Maar voordat ik u het woord geef, wil ik daar graag eerst zelf iets over zeggen.
Ik denk om te beginnen, dat we moeten constateren dat sinds het WADA eind vorige eeuw is opgericht, het dopingprobleem goed onder controle hebben. Sindsdien hebben we een wereldwijd geharmoniseerd antidopingbeleid voor bijna alle sporten. Daardoor weet iedere sporter altijd en overal waar hij aan toe is. In welk land hij ook is en welke sport hij ook beoefent. Dit voordeel van uniforme regelgeving, deze duidelijkheid, heeft echter ook zijn keerzijde. Zo staan er softdrugs op de dopinglijst, iets waar ik het absoluut niet mee eens ben. Je kunt volgens mij het gebruik van softdrugs door sporters beter ontmoedigen via ander beleid dan de strenge anti-dopingaanpak.
Hoe dan ook het succes van de mondiale aanpak blijkt duidelijk uit de cijfers.
Het percentage positieve dopingtesten ligt tussen de 1,5 en 2,5 procent van het aantal testen.
Natuurlijk weet ik dat er beweerd wordt dat er veel meer dopinggevallen zijn, maar ik beperk me tot de feiten en dan kunnen we niet stellen dat er sprake is van een grootschalig, structureel probleem.
Terzijde: ik zou wensen dat iedereen zich aan de feiten zou houden: in het dopingvraagstuk komen te veel, halve waarheden en niet bestaande beelden voor.
Dat lage aantal positieve testen moet zo blijven. Of beter nog, het aantal dopinggevallen moet nog lager. Hoe dat moet gebeuren laten we in Nederland aan de sport over. De sport is de eerst verantwoordelijke. De overheid ondersteunt de sport daarbij, vooral via de Doping Autoriteit.
Ik wil graag nogmaals benadrukken waarom het kabinet de sport hierbij steunt en van mening is dat doping niet in de sport thuis hoort.
Op de eerste plaats omdat het haaks staat op een van de beginwaarden van sport: het fair play principe.
Daarnaast is doping schadelijk voor de gezondheid en in sommige gevallen zelfs levensbedreigend. Gelukkig komt dat laatste weinig voor, maar de gevallen die bekend zijn, spreken erg tot de verbeelding, zoals de wielrenner Tom Simpson en een aantal voor het leven verminkte topsporters uit de DDR
Een ander argument om als kabinet tegen doping te zijn, is dat goede, faire topsport andere mensen stimuleert ook aan sport te doen en dat het leidt tot nationale trots. Als de topsport besmet raakt, heeft dat een boemerangeffect, dan worden de belangrijke maatschappelijke waarden van sport ernstig bedreigd
Vanwege deze redenen heb ik in de kabinetsnota De kracht van sport – die ik een jaar geleden aan de Kamer heb aangeboden - nadrukkelijk aandacht besteed aan het bestrijden van dopinggebruik, vooral onder topsporters.
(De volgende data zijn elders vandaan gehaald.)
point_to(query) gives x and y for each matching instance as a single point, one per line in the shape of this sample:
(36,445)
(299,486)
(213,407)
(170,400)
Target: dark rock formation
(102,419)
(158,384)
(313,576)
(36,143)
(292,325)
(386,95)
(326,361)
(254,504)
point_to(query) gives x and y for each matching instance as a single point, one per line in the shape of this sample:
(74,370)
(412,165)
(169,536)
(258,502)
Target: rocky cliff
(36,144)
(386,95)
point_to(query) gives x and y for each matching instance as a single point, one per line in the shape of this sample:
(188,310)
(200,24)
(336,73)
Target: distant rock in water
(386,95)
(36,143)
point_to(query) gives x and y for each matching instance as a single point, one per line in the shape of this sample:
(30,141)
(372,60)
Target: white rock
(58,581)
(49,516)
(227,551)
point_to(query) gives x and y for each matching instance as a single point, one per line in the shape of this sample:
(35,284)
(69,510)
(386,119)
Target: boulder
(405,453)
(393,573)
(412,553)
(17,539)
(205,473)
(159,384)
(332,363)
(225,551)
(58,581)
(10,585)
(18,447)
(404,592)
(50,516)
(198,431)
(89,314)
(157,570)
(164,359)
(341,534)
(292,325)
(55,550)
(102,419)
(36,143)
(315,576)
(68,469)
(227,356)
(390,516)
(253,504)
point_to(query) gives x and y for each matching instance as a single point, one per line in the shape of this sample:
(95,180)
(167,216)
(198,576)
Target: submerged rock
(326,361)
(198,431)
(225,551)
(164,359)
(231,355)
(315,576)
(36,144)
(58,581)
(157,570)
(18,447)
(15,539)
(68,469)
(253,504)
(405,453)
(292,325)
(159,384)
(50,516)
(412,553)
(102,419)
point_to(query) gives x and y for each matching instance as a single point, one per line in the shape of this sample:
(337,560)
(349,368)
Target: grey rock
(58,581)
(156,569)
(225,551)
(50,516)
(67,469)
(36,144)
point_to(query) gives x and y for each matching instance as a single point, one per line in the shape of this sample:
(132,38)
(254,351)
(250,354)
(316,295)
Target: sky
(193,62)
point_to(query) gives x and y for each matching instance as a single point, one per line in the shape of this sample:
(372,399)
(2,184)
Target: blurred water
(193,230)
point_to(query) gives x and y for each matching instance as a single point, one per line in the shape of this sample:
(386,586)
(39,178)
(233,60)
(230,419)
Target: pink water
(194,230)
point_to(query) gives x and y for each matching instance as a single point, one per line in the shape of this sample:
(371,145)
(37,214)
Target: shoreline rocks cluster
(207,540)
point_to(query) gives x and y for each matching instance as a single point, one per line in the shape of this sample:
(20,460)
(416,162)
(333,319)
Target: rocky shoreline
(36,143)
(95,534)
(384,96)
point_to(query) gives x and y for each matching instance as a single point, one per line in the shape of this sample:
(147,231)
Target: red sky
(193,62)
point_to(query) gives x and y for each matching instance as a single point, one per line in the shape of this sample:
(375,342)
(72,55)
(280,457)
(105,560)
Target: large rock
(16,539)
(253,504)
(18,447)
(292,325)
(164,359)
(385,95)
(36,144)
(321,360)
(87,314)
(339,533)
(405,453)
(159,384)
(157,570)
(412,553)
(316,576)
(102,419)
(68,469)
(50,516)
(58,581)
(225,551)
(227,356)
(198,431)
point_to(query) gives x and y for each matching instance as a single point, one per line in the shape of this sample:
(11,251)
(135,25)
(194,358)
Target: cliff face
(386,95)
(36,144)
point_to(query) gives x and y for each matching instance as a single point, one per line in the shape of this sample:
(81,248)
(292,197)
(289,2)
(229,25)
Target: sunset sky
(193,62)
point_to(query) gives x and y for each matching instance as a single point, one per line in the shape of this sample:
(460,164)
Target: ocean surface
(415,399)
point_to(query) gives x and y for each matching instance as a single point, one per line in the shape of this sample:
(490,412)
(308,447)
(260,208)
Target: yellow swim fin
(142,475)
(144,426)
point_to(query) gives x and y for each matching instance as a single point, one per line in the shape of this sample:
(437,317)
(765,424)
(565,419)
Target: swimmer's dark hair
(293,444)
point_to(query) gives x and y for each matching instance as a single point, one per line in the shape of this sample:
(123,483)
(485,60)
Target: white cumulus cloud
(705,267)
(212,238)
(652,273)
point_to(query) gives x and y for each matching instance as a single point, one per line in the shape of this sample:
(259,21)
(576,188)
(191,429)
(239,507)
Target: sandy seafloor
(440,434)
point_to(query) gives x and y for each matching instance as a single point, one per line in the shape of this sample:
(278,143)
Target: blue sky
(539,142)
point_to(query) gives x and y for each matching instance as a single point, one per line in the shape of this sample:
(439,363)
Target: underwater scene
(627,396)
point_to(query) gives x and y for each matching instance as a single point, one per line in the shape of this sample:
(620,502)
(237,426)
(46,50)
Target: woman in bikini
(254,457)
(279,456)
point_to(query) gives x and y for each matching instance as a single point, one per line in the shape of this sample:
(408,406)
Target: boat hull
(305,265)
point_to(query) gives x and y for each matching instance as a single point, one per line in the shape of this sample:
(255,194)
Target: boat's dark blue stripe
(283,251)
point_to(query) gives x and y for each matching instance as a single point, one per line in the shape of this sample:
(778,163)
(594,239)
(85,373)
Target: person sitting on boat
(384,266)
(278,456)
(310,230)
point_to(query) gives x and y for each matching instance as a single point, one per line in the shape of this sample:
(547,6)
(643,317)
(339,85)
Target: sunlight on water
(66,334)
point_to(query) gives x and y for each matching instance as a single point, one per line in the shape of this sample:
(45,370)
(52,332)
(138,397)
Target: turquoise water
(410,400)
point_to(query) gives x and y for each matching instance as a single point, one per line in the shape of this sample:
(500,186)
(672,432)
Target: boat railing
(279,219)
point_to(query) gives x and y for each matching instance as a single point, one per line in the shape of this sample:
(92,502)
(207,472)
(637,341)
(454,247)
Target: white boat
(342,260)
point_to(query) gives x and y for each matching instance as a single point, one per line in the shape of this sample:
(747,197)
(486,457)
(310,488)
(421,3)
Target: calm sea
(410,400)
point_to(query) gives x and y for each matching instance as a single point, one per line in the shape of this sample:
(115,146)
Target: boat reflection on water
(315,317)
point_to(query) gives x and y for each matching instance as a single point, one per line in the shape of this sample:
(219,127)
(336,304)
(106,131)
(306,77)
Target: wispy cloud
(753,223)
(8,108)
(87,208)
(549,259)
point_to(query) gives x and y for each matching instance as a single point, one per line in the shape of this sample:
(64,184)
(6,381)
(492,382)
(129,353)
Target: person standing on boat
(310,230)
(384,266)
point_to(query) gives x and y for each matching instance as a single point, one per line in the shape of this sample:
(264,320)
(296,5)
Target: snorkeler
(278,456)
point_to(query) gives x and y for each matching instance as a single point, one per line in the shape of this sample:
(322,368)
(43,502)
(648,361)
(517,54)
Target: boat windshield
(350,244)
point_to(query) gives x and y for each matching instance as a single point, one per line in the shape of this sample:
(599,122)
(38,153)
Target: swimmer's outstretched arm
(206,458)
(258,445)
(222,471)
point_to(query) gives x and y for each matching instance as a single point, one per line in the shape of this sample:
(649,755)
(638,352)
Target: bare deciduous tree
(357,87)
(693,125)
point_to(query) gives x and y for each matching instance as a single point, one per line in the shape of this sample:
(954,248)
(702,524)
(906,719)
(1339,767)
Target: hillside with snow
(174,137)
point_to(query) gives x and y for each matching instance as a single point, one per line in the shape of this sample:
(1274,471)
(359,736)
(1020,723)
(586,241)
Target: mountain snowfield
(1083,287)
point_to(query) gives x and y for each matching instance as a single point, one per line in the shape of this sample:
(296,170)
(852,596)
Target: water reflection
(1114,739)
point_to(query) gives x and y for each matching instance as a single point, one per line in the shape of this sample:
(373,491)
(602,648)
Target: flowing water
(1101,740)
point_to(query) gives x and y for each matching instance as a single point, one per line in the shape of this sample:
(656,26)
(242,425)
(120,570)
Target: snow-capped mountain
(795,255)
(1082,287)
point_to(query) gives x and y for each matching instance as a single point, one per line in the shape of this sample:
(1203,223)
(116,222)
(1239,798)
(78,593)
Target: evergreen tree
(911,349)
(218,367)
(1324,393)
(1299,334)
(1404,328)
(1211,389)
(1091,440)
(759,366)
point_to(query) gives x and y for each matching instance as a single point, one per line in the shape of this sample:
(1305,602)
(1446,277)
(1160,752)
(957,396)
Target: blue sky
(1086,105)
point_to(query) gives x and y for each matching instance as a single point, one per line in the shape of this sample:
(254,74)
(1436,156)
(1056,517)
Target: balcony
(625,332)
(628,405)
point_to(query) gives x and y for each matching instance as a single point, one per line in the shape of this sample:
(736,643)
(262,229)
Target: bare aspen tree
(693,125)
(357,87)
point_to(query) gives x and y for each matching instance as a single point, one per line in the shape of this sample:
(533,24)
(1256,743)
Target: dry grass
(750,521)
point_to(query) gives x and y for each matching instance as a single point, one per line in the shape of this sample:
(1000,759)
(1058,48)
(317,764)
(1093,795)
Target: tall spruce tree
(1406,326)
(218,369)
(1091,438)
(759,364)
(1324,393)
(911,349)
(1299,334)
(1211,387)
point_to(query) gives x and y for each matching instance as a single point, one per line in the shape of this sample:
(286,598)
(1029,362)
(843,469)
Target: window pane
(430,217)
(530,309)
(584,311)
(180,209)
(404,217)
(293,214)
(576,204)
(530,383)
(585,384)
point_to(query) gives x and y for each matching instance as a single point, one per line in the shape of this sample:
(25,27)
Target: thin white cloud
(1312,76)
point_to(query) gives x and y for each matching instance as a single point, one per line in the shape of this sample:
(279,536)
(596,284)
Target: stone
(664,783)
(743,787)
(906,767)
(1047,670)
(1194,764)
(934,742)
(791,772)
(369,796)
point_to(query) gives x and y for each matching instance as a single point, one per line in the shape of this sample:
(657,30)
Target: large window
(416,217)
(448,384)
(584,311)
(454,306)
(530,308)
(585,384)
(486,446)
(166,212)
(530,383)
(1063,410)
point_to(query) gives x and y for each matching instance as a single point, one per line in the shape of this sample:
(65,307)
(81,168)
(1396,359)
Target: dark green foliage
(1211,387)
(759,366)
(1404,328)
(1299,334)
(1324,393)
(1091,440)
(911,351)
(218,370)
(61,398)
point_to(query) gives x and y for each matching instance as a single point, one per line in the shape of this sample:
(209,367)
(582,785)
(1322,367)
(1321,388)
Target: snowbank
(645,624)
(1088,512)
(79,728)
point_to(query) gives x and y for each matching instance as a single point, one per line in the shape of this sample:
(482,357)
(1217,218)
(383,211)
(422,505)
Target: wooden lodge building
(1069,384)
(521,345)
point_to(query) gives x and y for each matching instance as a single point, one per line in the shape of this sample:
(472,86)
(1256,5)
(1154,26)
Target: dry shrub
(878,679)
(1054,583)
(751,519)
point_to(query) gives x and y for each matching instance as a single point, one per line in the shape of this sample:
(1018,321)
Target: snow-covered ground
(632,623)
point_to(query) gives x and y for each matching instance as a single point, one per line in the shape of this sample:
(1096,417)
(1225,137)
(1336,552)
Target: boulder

Daarin staat dat het kabinet de sport steunt bij het uitvoeren van haar antidoping beleid, bijvoorbeeld door de bekostiging van de Nederlandse Dopingautoriteit.
Deze scheiding in verantwoordelijkheden tussen sport en overheid, vind ik erg belangrijk. Dopingbestrijding is belangrijk, maar het is niet zo grootschalig en voor de sport onbeheersbaar, dat daar strafwetgeving voor nodig is. Ik hecht dan ook zeer aan de zelfregulering van de sport zelf.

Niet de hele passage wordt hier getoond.